Pathetic attempt at class warfare.
Always.
"Rich" is a relative word. I am "rich" compared to where I was 30 years ago and "poor" Americans are "rich" by world standards.
I couldn't care less how multi millionaires got their money or how they spend it......It isn't mine
Unless you consider the majority of Americans who are in some way invested in the stock market and have seen the values of their investments grow 50% in the past three years, or the majority of Americans who own their own homes and have seen the values rise dramatically in the past five years. Or there's the fact that personal income across the board is higher than it's ever been.
What world do these morons who consider themselves journalists live in?!
Yes, I was wondering if they were going to define "the rich".
"In an era when the rich are the only income group getting richer"
Same old liberal crap.
Now if a Democrat were President it would be entirely different...
Liberal journalists despise the rich. Unless they are Katie, Matt, Oprah, Cruise, or other leftist freaks.
"Rich" is anyone who has a dollar more than I do, poor is someone with a dollar less. I'm smack in the middle.
Why would I mind if my house went up in value? I thought that was a good thing.
Oh, for the glory days of the Clinton Administration, when only the poor were getting richer. [sighs, right hand moving rapidly]
OK ...
First of all, I can still afford to live there because my fixed costs haven't gone up -- tax rates lag on existing property. I can tell you this because of what I know from experience of having a home in Macon County, NC ... where Highlands and Cashiers have become the ASpen of the East. My property value (land) has, on paper, gone up ten-fold. My dwelling value has doubled.
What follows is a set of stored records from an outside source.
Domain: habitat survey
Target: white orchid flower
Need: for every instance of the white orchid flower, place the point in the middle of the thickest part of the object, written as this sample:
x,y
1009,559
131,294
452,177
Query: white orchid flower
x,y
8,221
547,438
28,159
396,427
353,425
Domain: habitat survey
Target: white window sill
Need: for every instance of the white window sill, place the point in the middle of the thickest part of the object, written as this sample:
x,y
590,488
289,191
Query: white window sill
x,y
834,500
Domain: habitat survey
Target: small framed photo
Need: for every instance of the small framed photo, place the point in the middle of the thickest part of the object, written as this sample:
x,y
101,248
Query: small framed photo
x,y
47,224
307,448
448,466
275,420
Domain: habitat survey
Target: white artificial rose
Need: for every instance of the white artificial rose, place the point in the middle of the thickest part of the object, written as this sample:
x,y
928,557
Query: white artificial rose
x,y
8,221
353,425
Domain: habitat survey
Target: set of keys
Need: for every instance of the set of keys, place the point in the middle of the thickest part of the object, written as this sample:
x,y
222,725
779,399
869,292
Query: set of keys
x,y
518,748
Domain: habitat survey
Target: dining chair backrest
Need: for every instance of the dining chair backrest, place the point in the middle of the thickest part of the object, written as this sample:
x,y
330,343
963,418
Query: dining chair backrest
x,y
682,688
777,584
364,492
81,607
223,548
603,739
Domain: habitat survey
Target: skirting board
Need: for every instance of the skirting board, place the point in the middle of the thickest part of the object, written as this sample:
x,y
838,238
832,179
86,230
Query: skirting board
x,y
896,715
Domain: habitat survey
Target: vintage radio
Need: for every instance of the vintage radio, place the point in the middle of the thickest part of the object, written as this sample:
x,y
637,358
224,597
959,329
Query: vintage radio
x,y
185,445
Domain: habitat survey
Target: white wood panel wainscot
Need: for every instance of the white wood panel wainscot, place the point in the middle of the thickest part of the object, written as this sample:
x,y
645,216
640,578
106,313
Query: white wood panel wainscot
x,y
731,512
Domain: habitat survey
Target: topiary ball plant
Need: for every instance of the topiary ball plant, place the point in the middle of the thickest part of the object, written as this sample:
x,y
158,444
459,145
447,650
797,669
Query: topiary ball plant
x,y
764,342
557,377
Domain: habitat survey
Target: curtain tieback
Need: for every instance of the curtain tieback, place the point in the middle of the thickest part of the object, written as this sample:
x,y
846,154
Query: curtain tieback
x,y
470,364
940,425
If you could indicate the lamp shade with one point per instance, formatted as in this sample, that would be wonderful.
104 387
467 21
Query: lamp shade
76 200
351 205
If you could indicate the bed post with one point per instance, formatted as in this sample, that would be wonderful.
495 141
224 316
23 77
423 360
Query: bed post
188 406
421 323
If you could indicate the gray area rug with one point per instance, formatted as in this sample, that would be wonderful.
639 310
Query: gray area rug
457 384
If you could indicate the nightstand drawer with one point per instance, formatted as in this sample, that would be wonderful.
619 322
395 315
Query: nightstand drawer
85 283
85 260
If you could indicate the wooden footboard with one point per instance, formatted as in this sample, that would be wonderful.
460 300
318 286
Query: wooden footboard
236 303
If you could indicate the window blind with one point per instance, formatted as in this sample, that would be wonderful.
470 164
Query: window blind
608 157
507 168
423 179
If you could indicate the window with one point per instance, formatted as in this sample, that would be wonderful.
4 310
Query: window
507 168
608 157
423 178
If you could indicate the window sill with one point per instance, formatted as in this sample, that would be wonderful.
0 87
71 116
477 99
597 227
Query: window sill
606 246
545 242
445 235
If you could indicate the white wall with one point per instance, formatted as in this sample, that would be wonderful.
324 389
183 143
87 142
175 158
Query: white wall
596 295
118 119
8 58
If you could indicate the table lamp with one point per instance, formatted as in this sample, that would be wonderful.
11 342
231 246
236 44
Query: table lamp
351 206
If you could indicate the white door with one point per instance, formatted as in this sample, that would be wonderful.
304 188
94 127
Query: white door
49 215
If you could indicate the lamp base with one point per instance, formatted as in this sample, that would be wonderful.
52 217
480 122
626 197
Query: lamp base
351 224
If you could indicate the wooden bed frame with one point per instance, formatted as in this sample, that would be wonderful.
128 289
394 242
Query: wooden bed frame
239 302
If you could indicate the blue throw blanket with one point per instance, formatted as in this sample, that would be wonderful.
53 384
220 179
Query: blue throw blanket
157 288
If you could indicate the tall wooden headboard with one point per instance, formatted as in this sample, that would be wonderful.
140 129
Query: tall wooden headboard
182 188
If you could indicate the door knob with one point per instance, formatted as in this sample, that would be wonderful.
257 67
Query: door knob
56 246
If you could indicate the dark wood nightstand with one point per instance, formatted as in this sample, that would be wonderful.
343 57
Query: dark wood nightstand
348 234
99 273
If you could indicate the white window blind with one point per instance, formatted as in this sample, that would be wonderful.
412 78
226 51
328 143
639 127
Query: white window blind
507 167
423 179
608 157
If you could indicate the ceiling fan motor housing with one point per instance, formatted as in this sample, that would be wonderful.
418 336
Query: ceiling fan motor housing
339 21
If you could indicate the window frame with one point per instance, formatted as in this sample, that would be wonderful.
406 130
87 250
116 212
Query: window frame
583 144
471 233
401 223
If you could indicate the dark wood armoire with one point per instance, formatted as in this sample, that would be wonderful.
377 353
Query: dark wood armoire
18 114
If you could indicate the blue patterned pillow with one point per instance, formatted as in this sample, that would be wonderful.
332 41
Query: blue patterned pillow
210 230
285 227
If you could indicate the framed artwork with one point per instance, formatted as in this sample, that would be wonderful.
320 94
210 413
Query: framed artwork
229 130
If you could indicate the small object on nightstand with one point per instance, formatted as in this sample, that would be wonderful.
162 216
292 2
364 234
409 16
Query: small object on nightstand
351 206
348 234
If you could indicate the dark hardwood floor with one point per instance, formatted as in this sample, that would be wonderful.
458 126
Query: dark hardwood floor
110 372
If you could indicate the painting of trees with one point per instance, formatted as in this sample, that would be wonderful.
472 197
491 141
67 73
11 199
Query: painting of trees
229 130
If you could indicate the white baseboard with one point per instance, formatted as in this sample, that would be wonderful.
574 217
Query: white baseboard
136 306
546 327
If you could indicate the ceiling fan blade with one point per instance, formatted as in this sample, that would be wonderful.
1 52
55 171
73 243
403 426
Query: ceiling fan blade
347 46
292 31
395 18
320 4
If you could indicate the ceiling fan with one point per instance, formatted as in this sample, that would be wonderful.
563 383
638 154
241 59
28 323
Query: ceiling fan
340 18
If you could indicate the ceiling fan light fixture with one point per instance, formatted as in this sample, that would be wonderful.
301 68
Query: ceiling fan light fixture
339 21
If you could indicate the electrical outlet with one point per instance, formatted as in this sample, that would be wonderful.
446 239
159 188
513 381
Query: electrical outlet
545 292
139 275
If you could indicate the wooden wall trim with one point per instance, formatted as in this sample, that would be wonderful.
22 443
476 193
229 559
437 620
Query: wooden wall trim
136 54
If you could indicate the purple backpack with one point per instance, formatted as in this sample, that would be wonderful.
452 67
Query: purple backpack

My taxes have gone up $15 in 8 years.
Wealth-in brings money into the economy and a rising tide raises all boats -- at least the ones who care to float higher.
Turn the scenario around -- if poverty was moving into the area, depressing home prices, would THAT be a good thing, because now your home would sell for less? No, of course not.
This whole line of thought is specious at best. Folks who don't want to see the 'rich' or the 'poor' move in around them are just xenophobes, who want the last house built to be theirs.
I know a guy who worked in Aspen and lived in a teepee because he couldn't afford the rent in town and didn't have the time to commute from a more resonably priced place to live.
Grubb, who makes $75,000 a year, lives in a subsidized apartment owned by the town. He said he cannot afford a single-family house anywhere in Jackson Hole and is looking to buy in the town of Alpine, about 45 minutes away
It's nice to be established when the tide rolls in. Could your kids just starting out afford to live in Highlands?